Willem Theresa, Shitov Vladimir A, Luecken Malte D, Kilbertus Niki, Bauer Stefan, Piraud Marie, Buyx Alena, Theis Fabian J
TUM School for Medicine and Health, Institute of History and Ethics in Medicine, Technical University of Munich, Munich, Germany.
Helmholtz Munich, Munich, Germany.
Nat Cell Biol. 2025 Mar;27(3):384-392. doi: 10.1038/s41556-025-01619-8. Epub 2025 Feb 19.

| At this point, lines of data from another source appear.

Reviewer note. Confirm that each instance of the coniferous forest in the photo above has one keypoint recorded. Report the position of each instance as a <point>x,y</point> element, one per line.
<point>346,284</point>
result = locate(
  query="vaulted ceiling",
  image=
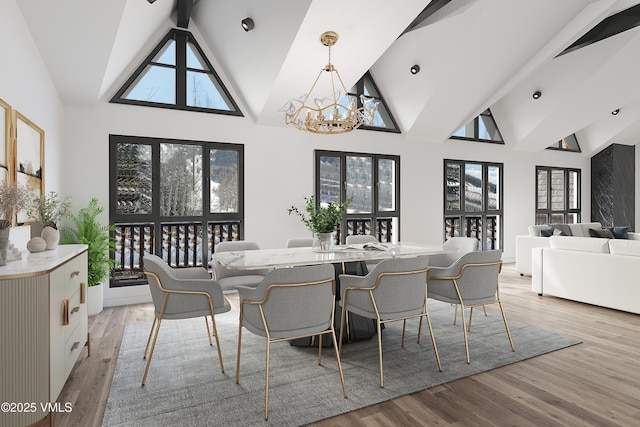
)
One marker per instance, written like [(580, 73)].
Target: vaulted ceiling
[(473, 55)]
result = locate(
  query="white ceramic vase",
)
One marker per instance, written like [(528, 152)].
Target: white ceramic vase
[(95, 299), (322, 242), (51, 236)]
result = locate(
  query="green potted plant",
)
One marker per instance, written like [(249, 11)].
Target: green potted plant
[(322, 222), (47, 210), (86, 229)]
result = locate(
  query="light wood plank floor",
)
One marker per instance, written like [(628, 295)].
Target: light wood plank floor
[(596, 383)]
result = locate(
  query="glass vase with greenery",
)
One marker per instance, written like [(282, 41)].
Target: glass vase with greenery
[(324, 219), (86, 229), (49, 209), (13, 199)]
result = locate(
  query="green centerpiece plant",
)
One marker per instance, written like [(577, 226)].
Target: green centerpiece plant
[(323, 221), (86, 229)]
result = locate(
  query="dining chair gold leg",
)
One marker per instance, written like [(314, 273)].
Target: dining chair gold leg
[(342, 320), (404, 327), (380, 354), (206, 322), (239, 345), (506, 326), (153, 325), (215, 334), (155, 337), (266, 388), (335, 347), (433, 342), (464, 331)]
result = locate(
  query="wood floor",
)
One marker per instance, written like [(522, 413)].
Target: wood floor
[(596, 383)]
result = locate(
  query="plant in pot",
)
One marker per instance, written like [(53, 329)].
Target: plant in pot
[(86, 229), (13, 199), (47, 211), (323, 221)]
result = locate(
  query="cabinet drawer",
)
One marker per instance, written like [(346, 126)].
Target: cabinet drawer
[(75, 275), (72, 348), (73, 312)]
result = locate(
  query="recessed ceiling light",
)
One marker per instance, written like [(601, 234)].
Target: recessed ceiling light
[(247, 24)]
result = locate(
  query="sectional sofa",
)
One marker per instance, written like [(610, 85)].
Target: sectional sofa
[(598, 271), (525, 243)]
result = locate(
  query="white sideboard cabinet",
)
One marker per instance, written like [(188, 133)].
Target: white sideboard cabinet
[(43, 329)]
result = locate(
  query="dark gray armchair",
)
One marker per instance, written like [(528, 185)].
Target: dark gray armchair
[(182, 294), (471, 281), (395, 289), (290, 303)]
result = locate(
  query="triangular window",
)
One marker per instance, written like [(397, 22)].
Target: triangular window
[(569, 143), (383, 119), (483, 129), (178, 75)]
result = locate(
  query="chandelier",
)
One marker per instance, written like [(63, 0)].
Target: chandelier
[(333, 114)]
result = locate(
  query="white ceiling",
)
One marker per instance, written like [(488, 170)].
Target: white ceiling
[(473, 55)]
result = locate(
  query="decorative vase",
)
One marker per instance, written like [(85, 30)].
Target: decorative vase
[(35, 229), (322, 242), (4, 244), (51, 236), (95, 299)]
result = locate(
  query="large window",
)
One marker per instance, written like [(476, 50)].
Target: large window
[(172, 198), (557, 195), (373, 183), (178, 75), (482, 129), (473, 202)]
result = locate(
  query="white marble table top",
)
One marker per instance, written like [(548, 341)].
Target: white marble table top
[(288, 257), (33, 264)]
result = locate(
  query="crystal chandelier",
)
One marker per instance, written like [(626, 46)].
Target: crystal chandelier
[(329, 114)]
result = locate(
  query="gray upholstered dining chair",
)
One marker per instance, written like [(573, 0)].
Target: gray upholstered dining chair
[(454, 248), (300, 242), (181, 294), (228, 278), (396, 289), (290, 303), (471, 281)]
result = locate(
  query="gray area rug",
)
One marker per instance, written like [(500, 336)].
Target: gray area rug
[(185, 385)]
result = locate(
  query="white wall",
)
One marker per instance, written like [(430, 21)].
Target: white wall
[(77, 144), (26, 86)]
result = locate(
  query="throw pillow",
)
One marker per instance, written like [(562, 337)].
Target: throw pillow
[(547, 233), (566, 230), (603, 234), (620, 232)]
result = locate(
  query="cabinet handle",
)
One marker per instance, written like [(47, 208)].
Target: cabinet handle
[(65, 312), (83, 293)]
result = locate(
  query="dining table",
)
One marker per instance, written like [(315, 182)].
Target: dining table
[(346, 259)]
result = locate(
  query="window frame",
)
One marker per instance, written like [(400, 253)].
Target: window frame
[(462, 214), (567, 211), (375, 214), (155, 218), (182, 38)]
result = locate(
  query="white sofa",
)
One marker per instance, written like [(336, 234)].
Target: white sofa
[(524, 244), (602, 272)]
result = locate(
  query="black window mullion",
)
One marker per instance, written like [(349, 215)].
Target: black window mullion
[(181, 68)]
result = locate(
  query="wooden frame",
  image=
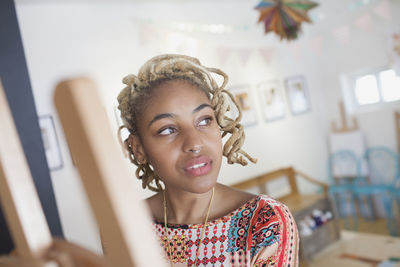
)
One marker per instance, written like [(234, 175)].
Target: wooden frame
[(272, 100), (244, 97), (297, 95), (50, 142)]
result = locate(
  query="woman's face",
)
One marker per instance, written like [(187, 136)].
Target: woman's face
[(176, 121)]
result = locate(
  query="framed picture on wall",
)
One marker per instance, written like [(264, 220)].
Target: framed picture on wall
[(297, 94), (272, 101), (243, 97), (50, 142)]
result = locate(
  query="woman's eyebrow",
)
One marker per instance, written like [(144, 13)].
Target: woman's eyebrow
[(172, 115), (161, 116), (201, 107)]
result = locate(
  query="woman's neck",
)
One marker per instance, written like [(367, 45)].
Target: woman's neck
[(187, 208)]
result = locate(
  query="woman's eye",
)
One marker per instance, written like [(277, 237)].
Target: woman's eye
[(205, 121), (167, 131)]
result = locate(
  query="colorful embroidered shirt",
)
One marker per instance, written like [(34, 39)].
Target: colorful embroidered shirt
[(262, 232)]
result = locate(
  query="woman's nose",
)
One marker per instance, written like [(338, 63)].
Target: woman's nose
[(193, 142)]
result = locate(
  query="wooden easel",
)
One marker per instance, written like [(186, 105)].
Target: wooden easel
[(124, 222), (397, 124)]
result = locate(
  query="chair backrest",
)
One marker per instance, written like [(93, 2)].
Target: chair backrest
[(350, 140), (383, 164), (343, 167)]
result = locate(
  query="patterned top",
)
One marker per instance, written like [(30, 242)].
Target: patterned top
[(262, 232)]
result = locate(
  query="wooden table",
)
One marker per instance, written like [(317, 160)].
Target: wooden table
[(355, 249)]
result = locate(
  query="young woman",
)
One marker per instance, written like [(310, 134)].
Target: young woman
[(177, 115)]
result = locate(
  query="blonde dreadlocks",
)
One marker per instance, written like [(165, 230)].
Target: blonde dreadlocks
[(159, 69)]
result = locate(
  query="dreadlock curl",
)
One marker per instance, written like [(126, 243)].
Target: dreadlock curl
[(159, 69)]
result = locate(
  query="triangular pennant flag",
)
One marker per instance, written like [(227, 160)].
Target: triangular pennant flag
[(383, 9), (266, 54), (342, 34), (244, 54), (146, 34), (364, 22)]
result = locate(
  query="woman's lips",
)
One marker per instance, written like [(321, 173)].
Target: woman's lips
[(198, 166)]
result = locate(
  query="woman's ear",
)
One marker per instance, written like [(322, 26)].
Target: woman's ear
[(137, 148)]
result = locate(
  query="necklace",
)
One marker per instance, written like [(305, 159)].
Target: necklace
[(202, 230)]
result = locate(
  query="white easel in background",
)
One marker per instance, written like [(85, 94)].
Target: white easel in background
[(125, 224)]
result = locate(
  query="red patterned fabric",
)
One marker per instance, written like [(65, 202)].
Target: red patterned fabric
[(262, 232)]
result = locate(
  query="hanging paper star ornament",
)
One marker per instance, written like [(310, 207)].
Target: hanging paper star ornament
[(284, 17)]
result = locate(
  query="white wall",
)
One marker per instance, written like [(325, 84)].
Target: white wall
[(104, 41)]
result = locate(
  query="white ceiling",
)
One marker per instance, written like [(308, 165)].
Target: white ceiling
[(238, 16)]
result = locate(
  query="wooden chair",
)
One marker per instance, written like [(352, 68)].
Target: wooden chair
[(124, 222)]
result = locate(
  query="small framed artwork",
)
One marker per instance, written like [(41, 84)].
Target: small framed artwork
[(50, 142), (272, 100), (297, 94), (243, 97)]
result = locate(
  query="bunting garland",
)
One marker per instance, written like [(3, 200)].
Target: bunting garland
[(284, 17)]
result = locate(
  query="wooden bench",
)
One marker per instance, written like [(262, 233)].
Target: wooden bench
[(301, 205)]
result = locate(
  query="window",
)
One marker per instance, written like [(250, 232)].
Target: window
[(382, 86), (371, 90)]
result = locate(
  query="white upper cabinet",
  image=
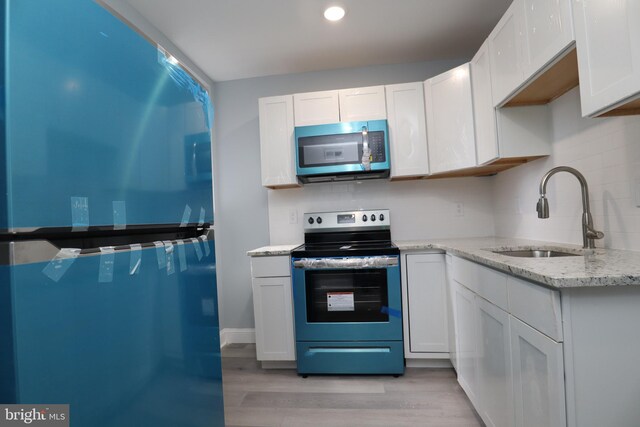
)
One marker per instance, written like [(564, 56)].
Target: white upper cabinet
[(346, 105), (529, 37), (277, 141), (407, 130), (362, 104), (450, 127), (316, 108), (484, 112), (505, 133), (505, 52), (547, 31), (608, 45)]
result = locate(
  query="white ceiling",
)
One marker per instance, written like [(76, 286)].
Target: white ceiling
[(235, 39)]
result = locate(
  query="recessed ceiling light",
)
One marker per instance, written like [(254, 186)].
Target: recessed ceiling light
[(334, 13)]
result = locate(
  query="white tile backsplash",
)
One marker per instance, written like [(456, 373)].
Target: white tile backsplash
[(606, 151), (419, 209)]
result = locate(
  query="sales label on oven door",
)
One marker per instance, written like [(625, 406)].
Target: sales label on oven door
[(340, 301)]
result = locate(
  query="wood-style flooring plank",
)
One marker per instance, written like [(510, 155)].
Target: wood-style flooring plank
[(256, 397)]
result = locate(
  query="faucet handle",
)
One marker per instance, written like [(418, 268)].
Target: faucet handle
[(542, 207), (594, 234)]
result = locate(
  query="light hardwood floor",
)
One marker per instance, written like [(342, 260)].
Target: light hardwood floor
[(259, 397)]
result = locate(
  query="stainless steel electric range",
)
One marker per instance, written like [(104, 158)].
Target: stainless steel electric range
[(346, 293)]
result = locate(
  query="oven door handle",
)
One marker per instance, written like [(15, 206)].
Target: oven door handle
[(345, 263)]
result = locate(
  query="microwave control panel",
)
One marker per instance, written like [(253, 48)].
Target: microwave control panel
[(376, 144)]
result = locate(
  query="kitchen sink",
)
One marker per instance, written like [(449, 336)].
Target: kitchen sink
[(534, 253)]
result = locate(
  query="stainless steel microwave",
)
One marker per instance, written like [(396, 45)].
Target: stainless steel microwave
[(342, 151)]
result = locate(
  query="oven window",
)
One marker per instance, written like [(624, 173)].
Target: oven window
[(347, 295)]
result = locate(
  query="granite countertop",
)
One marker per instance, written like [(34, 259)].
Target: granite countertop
[(273, 250), (599, 267)]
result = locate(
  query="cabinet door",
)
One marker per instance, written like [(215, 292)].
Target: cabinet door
[(316, 108), (505, 45), (548, 30), (407, 130), (277, 141), (608, 46), (451, 138), (538, 377), (451, 311), (495, 381), (465, 324), (427, 297), (483, 110), (273, 310), (362, 104)]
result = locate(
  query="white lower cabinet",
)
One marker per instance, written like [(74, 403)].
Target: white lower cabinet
[(453, 353), (425, 316), (273, 308), (512, 373), (465, 326), (495, 385), (538, 377)]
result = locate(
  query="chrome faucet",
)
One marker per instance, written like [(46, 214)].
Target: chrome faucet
[(589, 234)]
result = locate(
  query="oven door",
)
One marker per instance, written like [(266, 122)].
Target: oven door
[(347, 299)]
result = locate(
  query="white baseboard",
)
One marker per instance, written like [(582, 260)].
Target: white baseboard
[(428, 363), (237, 336)]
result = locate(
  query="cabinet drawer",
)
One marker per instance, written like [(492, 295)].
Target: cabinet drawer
[(270, 266), (492, 286), (536, 305), (465, 272)]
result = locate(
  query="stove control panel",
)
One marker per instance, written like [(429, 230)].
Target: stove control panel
[(347, 220)]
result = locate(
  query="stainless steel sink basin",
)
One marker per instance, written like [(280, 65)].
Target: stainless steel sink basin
[(534, 253)]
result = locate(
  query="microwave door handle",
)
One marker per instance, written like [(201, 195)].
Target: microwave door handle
[(366, 151)]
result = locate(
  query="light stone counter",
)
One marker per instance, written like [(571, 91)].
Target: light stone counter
[(273, 250), (593, 268)]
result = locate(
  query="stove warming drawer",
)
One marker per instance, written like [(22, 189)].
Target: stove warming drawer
[(371, 357)]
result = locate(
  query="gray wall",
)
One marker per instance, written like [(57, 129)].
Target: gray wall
[(242, 221)]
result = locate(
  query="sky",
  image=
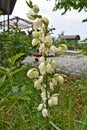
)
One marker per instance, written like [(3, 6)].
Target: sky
[(70, 23)]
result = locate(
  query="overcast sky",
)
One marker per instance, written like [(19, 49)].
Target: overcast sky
[(70, 23)]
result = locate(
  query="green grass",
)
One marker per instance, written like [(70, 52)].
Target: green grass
[(18, 105)]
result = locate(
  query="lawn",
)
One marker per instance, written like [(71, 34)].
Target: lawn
[(19, 101)]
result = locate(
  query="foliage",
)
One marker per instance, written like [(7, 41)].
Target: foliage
[(71, 44), (66, 5), (14, 42), (18, 104), (69, 4)]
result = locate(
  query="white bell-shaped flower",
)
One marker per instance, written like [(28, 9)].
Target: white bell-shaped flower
[(44, 112)]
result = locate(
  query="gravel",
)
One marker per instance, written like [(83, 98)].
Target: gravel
[(68, 64)]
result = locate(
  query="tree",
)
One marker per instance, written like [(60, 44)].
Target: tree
[(66, 5)]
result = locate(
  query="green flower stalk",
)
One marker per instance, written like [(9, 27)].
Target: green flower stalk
[(45, 78)]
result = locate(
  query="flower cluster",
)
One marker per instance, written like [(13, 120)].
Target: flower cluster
[(45, 78)]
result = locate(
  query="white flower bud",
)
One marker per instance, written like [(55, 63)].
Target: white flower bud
[(55, 100), (31, 15), (42, 68), (37, 85), (48, 41), (42, 59), (35, 34), (45, 21), (32, 73), (50, 102), (53, 63), (43, 96), (44, 112), (51, 86), (37, 24), (42, 48), (40, 79), (35, 8), (59, 50), (54, 81), (49, 68), (53, 50), (64, 47), (60, 79), (35, 41)]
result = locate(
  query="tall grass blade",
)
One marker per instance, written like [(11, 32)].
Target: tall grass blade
[(56, 127), (70, 119)]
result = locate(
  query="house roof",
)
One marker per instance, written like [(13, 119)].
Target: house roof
[(5, 4), (70, 37), (19, 22)]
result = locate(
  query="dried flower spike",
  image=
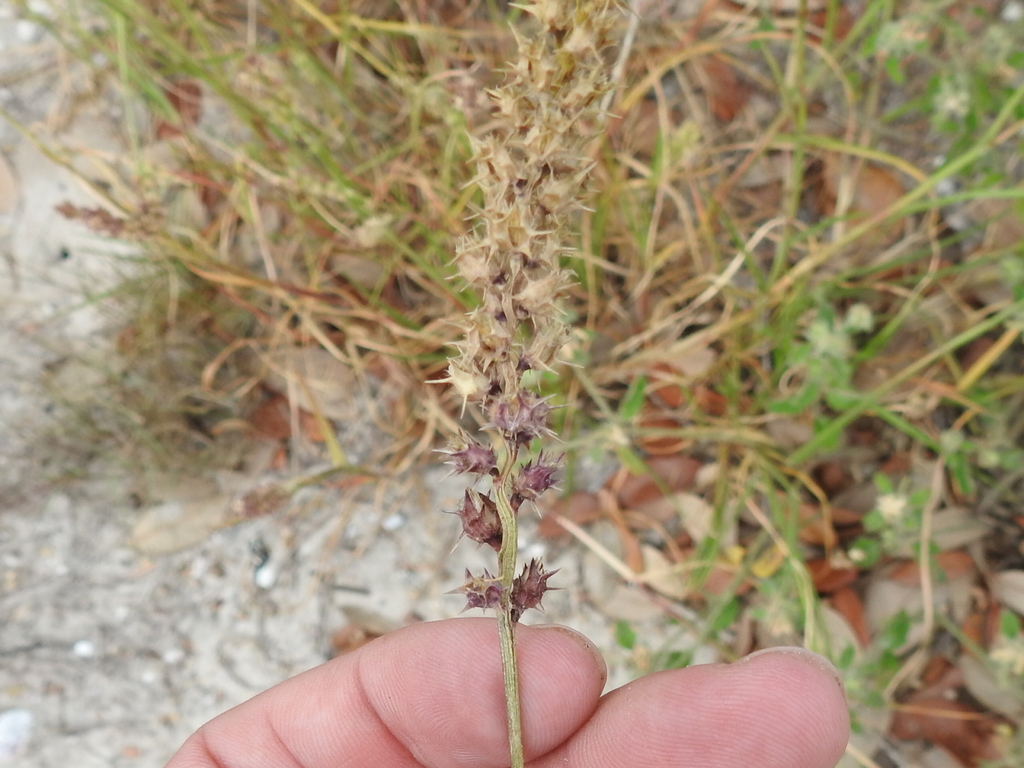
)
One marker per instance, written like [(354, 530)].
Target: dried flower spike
[(531, 171)]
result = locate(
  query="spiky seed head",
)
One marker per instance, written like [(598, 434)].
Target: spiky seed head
[(469, 457), (536, 477), (479, 519), (528, 588)]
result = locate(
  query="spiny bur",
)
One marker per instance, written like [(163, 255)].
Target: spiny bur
[(532, 170)]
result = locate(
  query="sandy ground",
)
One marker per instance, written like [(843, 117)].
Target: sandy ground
[(111, 655)]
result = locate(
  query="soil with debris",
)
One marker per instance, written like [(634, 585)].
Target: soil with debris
[(129, 619)]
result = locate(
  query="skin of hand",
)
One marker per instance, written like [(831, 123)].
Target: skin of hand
[(431, 694)]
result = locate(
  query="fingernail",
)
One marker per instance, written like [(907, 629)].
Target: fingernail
[(580, 639), (794, 650)]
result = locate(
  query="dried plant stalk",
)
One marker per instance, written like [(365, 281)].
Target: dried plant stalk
[(532, 171)]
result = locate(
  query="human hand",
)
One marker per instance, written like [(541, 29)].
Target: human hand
[(431, 695)]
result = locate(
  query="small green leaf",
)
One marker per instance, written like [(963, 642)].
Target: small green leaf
[(894, 634), (631, 461), (634, 398), (865, 552), (1010, 624), (625, 635), (726, 615)]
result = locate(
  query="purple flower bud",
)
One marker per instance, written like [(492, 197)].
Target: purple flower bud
[(479, 519), (472, 458), (528, 588), (521, 419), (536, 477), (481, 592)]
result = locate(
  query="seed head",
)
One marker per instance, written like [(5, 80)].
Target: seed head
[(479, 519), (481, 592), (469, 457), (521, 418), (528, 588), (536, 477)]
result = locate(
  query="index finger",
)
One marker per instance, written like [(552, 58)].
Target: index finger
[(426, 695)]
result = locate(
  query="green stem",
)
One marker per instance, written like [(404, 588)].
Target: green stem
[(506, 627)]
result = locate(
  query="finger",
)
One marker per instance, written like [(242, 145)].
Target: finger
[(783, 709), (429, 694)]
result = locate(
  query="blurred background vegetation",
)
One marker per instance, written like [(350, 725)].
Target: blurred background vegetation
[(798, 320)]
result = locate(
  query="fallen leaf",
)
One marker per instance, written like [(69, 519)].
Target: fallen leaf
[(953, 564), (726, 93), (815, 527), (833, 476), (659, 573), (270, 419), (873, 189), (983, 685), (828, 579), (1008, 589), (848, 604), (842, 632), (672, 473), (844, 23), (8, 186), (580, 507), (176, 525), (185, 97), (961, 730)]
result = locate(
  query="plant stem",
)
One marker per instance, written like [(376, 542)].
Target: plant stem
[(506, 627)]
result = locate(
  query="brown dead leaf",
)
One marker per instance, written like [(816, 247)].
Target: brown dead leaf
[(827, 578), (185, 97), (833, 476), (953, 564), (844, 23), (673, 472), (270, 420), (580, 507), (848, 604), (964, 732), (726, 93), (8, 186), (1008, 588), (873, 189), (815, 527)]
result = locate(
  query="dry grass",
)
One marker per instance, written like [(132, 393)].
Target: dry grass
[(801, 269)]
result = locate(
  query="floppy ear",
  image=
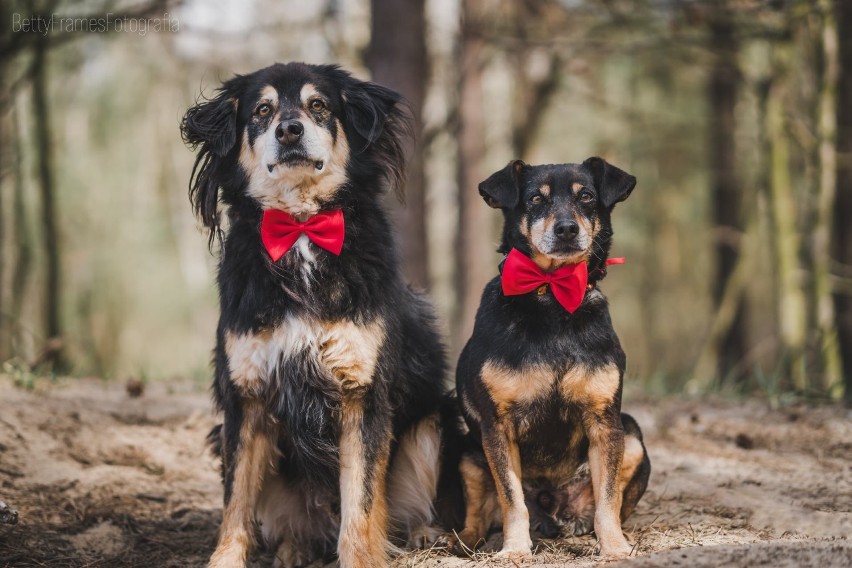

Recent machine-learning (ML)-based advances in single-cell data science have enabled the stratification of human tissue donors at single-cell resolution, promising to provide valuable diagnostic and prognostic insights. However, such insights are susceptible to biases. Here we discuss various biases that emerge along the pipeline of ML-based single-cell analysis, ranging from societal biases affecting whose samples are collected, to clinical and cohort biases that influence the generalizability of single-cell datasets, biases stemming from single-cell sequencing, ML biases specific to (weakly supervised or unsupervised) ML models trained on human single-cell samples and biases during the interpretation of results from ML models. We end by providing methods for single-cell data scientists to assess and mitigate biases, and call for efforts to address the root causes of biases.
近期基于机器学习(ML)的单细胞数据科学进展已能够在单细胞分辨率下对人类组织供体进行分层,有望提供有价值的诊断和预后见解。然而,这些见解容易受到偏差的影响。在这里,我们讨论了基于ML的单细胞分析流程中出现的各种偏差,从影响样本收集对象的社会偏差,到影响单细胞数据集通用性的临床和队列偏差,单细胞测序产生的偏差,在人类单细胞样本上训练的(弱监督或无监督)ML模型特有的ML偏差,以及ML模型结果解释过程中的偏差。我们最后提供了单细胞数据科学家评估和减轻偏差的方法,并呼吁努力解决偏差的根本原因。